The Climate Corporate Data Accountability Act (SB 253) and the Climate-Related Financial Risk Act (SB 261). Under SB 253, companies with more than $1 billion in annual revenue must annually report direct emissions (Scope 1), indirect emissions from consumed energy (Scope 2), and indirect upstream and downstream emissions (Scope 3). Under SB 261, companies with more than $500 million in annual revenue must biennially report their climate-related financial risk and the steps they are taking to mitigate and adapt to such risk. Following a court order halting enforcement of SB 261, CARB will pause enforcement until the injunction is lifted but will proceed with its rulemaking efforts.
The regulation identifies a flat-rate fee structure and establishes Aug. 10, 2026, as SB 253’s first-year reporting deadline. Reporting for the first year will include only Scope 1 and Scope 2 emissions. The regulation also clarifies that the revenue threshold would be tied to entities’ gross receipts as reported to the California Franchise Tax Board to streamline implementation and verification.

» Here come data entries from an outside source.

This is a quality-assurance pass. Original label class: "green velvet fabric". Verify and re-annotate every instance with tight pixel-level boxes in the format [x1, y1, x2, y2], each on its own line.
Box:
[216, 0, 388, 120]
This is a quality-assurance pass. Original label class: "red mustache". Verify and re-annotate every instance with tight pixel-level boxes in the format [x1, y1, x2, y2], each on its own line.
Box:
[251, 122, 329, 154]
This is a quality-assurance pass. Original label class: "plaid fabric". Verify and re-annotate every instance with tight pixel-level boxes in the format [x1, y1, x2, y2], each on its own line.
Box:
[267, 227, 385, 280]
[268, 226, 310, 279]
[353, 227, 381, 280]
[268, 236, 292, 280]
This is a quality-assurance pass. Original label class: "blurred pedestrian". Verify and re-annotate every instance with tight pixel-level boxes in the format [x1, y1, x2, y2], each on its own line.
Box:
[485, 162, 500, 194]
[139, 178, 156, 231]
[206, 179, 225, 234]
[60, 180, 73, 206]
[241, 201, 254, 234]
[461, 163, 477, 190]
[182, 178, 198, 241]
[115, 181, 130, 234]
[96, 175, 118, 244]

The board maintains a voluntary public docket through which companies have begun submitting climate-related financial risk reports. To date, more than 120 reports have been submitted by private and public entities from a broad range of industries and made publicly available. The board will prioritize supporting compliance through stakeholder engagement and intends to exercise enforcement discretion for good-faith submissions during the first year.
Certain entities are exempt from reporting requirements, including tax-exempt nonprofits and charities, government or majority government-owned entities, California businesses regulated by the Department of Insurance, and insurance businesses in other states.